There are about 40,000 sensors on an offshore drilling rig, and each collects information about how the rig’s many machines are operating. But sensors can fail or be miscalibrated and, in the relay between the rig and data scientists, data can pick up errors. 

A new development can automate a data quality check for oil and gas companies, thus speeding up the process. The technology that started at the energy industry is now expanded to fields like defense and healthcare, which also generate hundreds of thousands of data points that need it be checked. 

Pandata Tech uses machine learning to review data generated by drilling rigs — and the algorithms determine how likely that data can be trusted.  

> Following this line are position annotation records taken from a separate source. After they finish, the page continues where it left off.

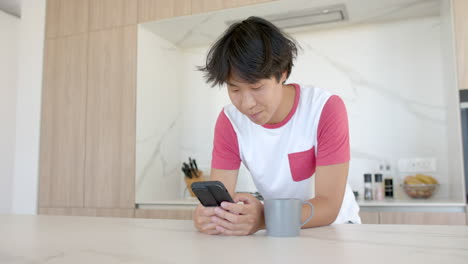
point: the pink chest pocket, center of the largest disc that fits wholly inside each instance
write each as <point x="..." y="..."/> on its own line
<point x="302" y="164"/>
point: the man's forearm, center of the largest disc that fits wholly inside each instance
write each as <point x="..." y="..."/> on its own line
<point x="324" y="212"/>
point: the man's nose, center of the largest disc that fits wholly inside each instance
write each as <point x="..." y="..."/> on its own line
<point x="248" y="101"/>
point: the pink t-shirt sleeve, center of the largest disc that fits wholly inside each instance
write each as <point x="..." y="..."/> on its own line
<point x="225" y="146"/>
<point x="333" y="133"/>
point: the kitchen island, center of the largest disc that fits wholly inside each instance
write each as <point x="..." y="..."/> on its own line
<point x="70" y="239"/>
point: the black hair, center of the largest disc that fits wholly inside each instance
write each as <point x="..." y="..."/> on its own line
<point x="253" y="49"/>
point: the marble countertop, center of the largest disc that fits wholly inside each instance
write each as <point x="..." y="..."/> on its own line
<point x="69" y="239"/>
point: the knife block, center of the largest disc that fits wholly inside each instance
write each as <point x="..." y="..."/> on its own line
<point x="189" y="181"/>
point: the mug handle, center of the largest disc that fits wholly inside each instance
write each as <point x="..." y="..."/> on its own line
<point x="311" y="214"/>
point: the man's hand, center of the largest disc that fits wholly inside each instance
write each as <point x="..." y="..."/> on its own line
<point x="202" y="220"/>
<point x="239" y="219"/>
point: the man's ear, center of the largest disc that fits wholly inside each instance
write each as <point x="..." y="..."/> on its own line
<point x="284" y="76"/>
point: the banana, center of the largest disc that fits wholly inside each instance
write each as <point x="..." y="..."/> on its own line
<point x="426" y="179"/>
<point x="420" y="179"/>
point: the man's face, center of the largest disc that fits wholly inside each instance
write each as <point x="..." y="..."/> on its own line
<point x="258" y="101"/>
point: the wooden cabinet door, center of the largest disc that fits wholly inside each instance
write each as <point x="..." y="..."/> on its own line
<point x="460" y="11"/>
<point x="159" y="9"/>
<point x="369" y="217"/>
<point x="422" y="218"/>
<point x="106" y="14"/>
<point x="62" y="151"/>
<point x="66" y="17"/>
<point x="110" y="127"/>
<point x="203" y="6"/>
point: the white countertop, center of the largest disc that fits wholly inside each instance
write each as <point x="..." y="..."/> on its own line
<point x="69" y="239"/>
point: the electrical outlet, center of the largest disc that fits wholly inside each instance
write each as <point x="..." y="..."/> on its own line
<point x="417" y="165"/>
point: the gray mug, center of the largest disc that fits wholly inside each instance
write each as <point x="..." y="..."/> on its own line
<point x="283" y="216"/>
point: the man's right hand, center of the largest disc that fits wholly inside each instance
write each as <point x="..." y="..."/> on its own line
<point x="202" y="220"/>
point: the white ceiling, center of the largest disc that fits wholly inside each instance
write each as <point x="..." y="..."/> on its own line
<point x="12" y="7"/>
<point x="203" y="29"/>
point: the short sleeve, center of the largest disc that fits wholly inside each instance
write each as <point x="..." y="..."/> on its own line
<point x="333" y="133"/>
<point x="225" y="146"/>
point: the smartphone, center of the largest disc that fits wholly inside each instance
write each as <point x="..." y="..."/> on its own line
<point x="211" y="193"/>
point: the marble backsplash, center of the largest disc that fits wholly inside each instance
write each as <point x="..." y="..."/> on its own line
<point x="390" y="76"/>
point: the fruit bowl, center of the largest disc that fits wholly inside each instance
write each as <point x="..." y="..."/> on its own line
<point x="420" y="190"/>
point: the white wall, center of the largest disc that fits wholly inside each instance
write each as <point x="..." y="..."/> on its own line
<point x="9" y="28"/>
<point x="28" y="106"/>
<point x="158" y="119"/>
<point x="390" y="76"/>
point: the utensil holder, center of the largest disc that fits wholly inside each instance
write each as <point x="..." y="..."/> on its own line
<point x="189" y="181"/>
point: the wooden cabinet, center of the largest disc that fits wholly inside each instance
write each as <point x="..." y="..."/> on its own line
<point x="460" y="12"/>
<point x="62" y="152"/>
<point x="106" y="14"/>
<point x="111" y="114"/>
<point x="150" y="10"/>
<point x="66" y="17"/>
<point x="422" y="218"/>
<point x="202" y="6"/>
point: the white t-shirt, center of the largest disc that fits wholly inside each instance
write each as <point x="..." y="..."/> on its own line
<point x="282" y="158"/>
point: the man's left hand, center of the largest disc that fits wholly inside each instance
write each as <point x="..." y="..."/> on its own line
<point x="240" y="219"/>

Their software reduces the amount of time data scientists have to spend validating their data — from 80 percent of their time down to just 20 percent. It works by using models to generate a data quality score.

For example, a sensor that monitors pressure levels is paired with a computer model of what those levels should be — and the software checks for missing or incorrect data, then uses statistics to determine how likely that the sensors are picking up correct data. It creates a quality score for that data between 0 and 100 in the short and long term, according to Gustavo Sanchez, co-founder and CEO.

The unique challenges of working with large drilling rigs have translated well to working with aircrafts. And the healthcare field is similar — with the Texas Medical Center, Houston’s medical research centers can benefit from hastening the process of data validation, as reported by houston.innovationmap.com.